The Department of Health and Human Services (HHS) has announced from Nov. 1, 2015 through Jan. 20, 2016, an estimated 8.8 million people had enrolled in Obamacare/ACA insurance in the 38 states that rely on the federal exchange and another 2.7 million that use state-run exchanges (and the District of Columbia). Open Enrollment ends on January 31 and if Americans miss this deadline there are stronger penalties and risks than in previous years.
4 Risks To Not Enrolling By January 31:
Tax penalties – By not enrolling by 11:59 p.m. on Jan. 31, you could face IRS-imposed tax penalties. Some consumers may avoid these if they qualify for hardship exemptions. But if found liable, you’ll pay the greater of:
- $695 per adult and $347.50 per child, for a maximum of $2,085 per family; the 2015 penalty was $325 per adult and $162.50 per child
- 5 percent of your income above the tax filing threshold; the 2015 penalty was 2 percent
Read more here: Obamacare tax penalty.
Inability to purchase coverage – Not enrolling may prevent you from being insured later on. You may be able to enroll outside of the OEP, during a Special Enrollment Period (SEP), if you experience special life changes, known as Qualifying Life Events (QLEs); e.g., childbirth, loss of coverage, relocation. However the government has recently announced new restrictions that will make it more difficult to enroll for an SEP.
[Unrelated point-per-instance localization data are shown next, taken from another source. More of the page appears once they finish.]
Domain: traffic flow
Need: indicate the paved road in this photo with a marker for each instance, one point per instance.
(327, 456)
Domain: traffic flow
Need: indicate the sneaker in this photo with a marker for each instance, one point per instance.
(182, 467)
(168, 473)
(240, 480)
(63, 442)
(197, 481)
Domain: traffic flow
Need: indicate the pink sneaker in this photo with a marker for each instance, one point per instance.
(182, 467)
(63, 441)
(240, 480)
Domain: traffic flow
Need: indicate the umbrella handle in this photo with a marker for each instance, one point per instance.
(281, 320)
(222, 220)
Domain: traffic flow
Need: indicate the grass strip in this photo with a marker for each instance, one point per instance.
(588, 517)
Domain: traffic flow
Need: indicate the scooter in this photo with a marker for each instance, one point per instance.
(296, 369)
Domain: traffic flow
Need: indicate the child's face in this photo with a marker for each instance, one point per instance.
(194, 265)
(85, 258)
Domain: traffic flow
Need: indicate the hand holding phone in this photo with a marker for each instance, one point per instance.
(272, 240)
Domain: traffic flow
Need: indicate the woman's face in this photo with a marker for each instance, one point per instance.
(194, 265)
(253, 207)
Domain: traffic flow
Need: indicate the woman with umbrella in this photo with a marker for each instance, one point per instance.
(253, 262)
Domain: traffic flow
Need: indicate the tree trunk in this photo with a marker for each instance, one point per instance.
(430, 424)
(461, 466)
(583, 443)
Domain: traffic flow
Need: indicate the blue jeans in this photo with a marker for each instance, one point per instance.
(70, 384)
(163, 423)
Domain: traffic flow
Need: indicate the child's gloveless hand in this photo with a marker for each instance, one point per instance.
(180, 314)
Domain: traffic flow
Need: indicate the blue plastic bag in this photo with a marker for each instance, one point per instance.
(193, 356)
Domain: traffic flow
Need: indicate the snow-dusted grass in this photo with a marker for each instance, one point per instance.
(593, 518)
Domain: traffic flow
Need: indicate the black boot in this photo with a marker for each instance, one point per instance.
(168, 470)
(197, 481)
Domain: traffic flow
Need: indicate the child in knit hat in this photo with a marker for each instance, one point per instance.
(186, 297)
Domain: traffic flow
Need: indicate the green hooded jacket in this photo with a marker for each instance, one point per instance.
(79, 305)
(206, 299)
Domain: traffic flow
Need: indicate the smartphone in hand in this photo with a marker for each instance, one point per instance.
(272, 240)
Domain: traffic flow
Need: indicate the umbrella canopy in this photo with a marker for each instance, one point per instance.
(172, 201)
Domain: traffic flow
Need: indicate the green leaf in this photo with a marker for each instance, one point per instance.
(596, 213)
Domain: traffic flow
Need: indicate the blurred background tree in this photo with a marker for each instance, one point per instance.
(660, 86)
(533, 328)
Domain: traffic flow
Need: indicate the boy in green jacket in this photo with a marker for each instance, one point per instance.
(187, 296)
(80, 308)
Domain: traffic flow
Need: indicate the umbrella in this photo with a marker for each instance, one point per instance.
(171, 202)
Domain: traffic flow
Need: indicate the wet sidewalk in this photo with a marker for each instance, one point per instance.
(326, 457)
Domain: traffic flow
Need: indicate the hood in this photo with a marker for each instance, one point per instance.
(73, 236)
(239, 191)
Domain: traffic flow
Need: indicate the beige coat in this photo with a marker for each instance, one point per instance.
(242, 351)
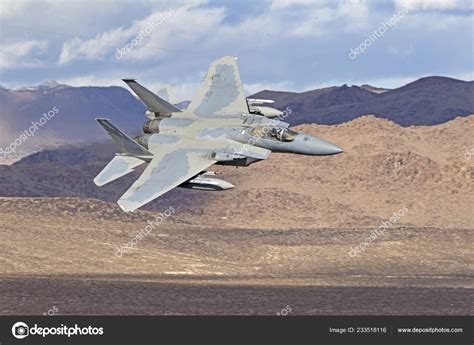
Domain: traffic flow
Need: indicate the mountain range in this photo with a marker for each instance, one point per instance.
(384, 168)
(427, 101)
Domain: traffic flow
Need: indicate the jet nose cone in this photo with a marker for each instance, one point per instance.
(328, 148)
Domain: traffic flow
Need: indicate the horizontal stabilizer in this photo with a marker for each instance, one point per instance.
(127, 144)
(119, 166)
(154, 103)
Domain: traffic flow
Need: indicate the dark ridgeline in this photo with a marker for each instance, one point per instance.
(427, 101)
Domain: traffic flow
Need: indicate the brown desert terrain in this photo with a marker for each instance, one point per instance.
(281, 238)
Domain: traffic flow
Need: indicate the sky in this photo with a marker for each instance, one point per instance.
(290, 45)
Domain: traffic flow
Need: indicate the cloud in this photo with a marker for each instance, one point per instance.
(23, 54)
(435, 4)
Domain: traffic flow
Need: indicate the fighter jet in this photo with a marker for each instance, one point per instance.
(218, 127)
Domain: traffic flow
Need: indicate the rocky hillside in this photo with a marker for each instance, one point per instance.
(385, 167)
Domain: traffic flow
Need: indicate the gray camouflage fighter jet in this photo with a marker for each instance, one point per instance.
(217, 128)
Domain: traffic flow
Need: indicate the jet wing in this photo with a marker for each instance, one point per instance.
(167, 170)
(153, 102)
(119, 166)
(221, 92)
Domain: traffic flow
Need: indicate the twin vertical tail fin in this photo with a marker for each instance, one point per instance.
(132, 155)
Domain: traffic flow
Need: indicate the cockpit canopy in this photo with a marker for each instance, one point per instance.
(274, 133)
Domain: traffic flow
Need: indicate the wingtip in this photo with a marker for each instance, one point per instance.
(125, 205)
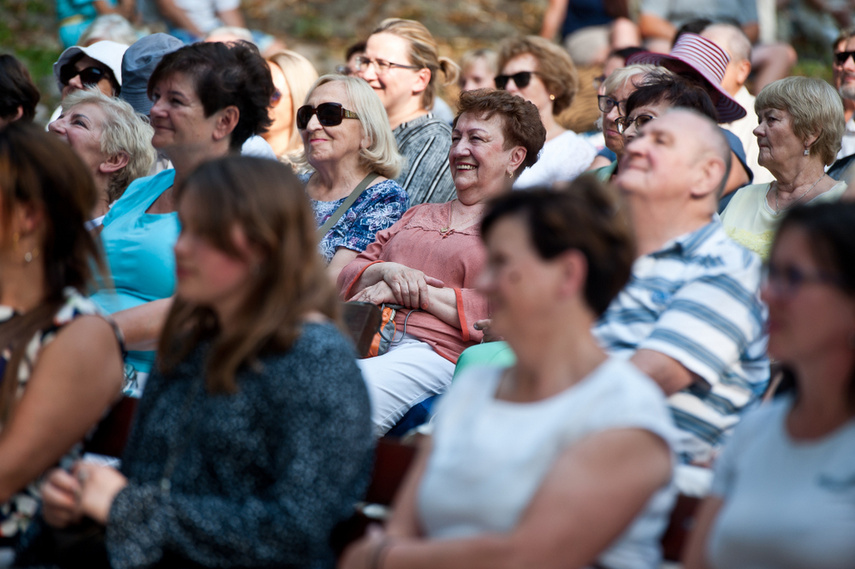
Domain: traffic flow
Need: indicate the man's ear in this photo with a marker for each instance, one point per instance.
(226, 122)
(114, 163)
(711, 174)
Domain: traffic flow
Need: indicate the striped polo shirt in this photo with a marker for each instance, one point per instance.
(697, 301)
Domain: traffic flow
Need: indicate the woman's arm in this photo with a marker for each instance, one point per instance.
(592, 493)
(694, 553)
(141, 325)
(342, 257)
(76, 377)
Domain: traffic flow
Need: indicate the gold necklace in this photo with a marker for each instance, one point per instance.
(778, 210)
(449, 229)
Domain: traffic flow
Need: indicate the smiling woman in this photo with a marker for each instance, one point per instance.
(429, 260)
(208, 99)
(349, 145)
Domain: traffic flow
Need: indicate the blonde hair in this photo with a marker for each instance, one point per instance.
(423, 53)
(555, 67)
(299, 74)
(266, 201)
(381, 155)
(124, 131)
(816, 109)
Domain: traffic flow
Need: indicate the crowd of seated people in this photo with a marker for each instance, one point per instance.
(595, 343)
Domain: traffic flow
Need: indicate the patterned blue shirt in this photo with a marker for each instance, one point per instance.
(696, 300)
(379, 207)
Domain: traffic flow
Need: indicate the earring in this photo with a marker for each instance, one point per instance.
(29, 255)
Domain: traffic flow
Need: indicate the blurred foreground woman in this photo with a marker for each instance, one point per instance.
(562, 460)
(253, 437)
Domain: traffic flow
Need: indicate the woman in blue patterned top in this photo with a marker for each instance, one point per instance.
(343, 153)
(60, 361)
(253, 437)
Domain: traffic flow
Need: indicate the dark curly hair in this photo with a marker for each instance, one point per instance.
(16, 90)
(521, 122)
(659, 85)
(224, 75)
(582, 215)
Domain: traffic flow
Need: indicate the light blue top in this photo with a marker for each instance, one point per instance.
(138, 248)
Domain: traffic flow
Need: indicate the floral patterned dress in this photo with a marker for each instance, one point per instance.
(15, 515)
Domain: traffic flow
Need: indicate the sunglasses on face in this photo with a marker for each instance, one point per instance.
(786, 282)
(88, 75)
(841, 57)
(329, 114)
(606, 103)
(623, 123)
(521, 79)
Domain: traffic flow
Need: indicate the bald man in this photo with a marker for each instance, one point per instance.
(690, 317)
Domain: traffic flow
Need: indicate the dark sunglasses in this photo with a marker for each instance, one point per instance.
(329, 114)
(623, 123)
(841, 57)
(606, 103)
(88, 75)
(521, 79)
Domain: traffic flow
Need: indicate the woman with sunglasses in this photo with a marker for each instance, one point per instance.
(208, 99)
(428, 261)
(801, 126)
(783, 490)
(60, 361)
(293, 76)
(541, 72)
(401, 63)
(253, 438)
(351, 150)
(615, 91)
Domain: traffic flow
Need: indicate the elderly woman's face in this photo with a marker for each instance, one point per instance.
(178, 116)
(809, 315)
(776, 139)
(81, 127)
(478, 159)
(327, 145)
(534, 90)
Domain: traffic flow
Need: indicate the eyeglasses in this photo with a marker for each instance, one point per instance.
(521, 79)
(786, 282)
(606, 103)
(381, 65)
(329, 114)
(88, 75)
(623, 123)
(841, 57)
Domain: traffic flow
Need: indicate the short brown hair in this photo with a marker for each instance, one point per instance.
(267, 202)
(521, 124)
(582, 215)
(555, 67)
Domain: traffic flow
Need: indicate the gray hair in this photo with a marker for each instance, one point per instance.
(300, 75)
(123, 131)
(381, 155)
(816, 109)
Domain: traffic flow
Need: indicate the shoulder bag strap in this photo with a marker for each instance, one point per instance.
(354, 195)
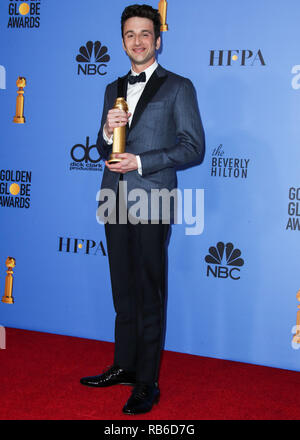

Short-term health insurance – Consumers may have to turn to short-term (or temporary) policies, which are meant for shorter periods (1-12 months). But they only cover emergencies, whereas traditional plans provide preventive care, physicals and immunizations. They do not meet the ACA’s benefit standards, so you could still face tax penalties. Short-term plans are not eligible for government subsidies. Pre-existing conditions are not covered, and you may be liable for coverage gaps if you switch to a traditional plan.
Out of pocket – Paying all medical expenses yourself can be very expensive. In 2014, uninsured low- and middle-income, nonelderly adults were twice as likely as those who gained coverage or had coverage to have problems paying medical bills. They were more likely to use up savings, have problems paying for necessities, borrow money or have medical bills sent to collection.